# how long to scan for artifacts?



## stealthfighter (Nov 17, 2006)

I'm testing out a record-breaking clock (for me) on my nvidia 5200. How long is recommended to do scan for artifacts?


----------



## stealthfighter (Nov 17, 2006)

wait it says no errors so wtf is this yellow shitstreak thing?


----------



## Frogger (Nov 17, 2006)

that's an error  if stocks are  350/680 what are they when error appears set cocks manually to 10 points below that number and recsan to the if they reappear


----------



## stealthfighter (Nov 17, 2006)

It was at 360/700 when that was done. The huge yellow shitstreak doesnt appear at 350/680. Stock 325/650.


----------



## Frogger (Nov 17, 2006)

5200 weren't the best of the breed if card has stock coolin then you you might be maxxed untill you can get it cooler try removing side of case or pionting a case fan right on the card to get it cooler and try again


----------



## ARTOSOFT (Nov 17, 2006)

stealthfighter said:


> It was at 360/700 when that was done. The huge yellow shitstreak doesnt appear at 350/680. Stock 325/650.
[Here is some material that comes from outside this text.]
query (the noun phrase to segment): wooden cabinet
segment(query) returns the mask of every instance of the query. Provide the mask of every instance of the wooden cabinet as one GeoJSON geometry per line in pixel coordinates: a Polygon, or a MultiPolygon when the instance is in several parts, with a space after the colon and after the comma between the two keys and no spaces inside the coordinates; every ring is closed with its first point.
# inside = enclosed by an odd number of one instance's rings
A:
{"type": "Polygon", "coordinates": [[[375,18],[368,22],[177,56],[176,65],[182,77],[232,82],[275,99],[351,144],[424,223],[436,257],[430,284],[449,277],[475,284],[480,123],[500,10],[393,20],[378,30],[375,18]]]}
350/680 maybe your max overclock on your card.  Not every card created equal.  Some owner lucky to have card that can be overclock more, some doesn't.

You might get more overclocking by replacing your stock cooler to 3rd party GPU/Mem cooler.

Regards,
Arto.


----------



## demonbrawn (Nov 17, 2006)

Are you overclocking both the core and memory at the same time or just one at a time? I would leave one at default and let the other overclock for a while and see what happens. Also, I agree that 3rd party cooling is highly recommended. After putting water cooling on my x850 CrossFire, I was able to get 70 - 75 clocks higher over my max on stock cooling for both mem and core.


----------



## stealthfighter (Nov 18, 2006)

I dont have money. Im getting a 9800pro anyway so ill just push it to 360/690 where its safe and deal with that >_<


----------



## ATIonion (Nov 18, 2006)

stealthfighter said:


> I dont have money. Im getting a 9800pro anyway so ill just push it to 360/690 where its safe and deal with that >_<



ya cause that zalman cooler is about as much money as the 9800 your getting..and when you say memory at 690 is that doubled from 345??? cause i would have to say damnnnnnn...my x8xx wont go upto 690 just 620(ddr 1240).....


----------



## stealthfighter (Nov 18, 2006)

no i believe its 345 + 345


----------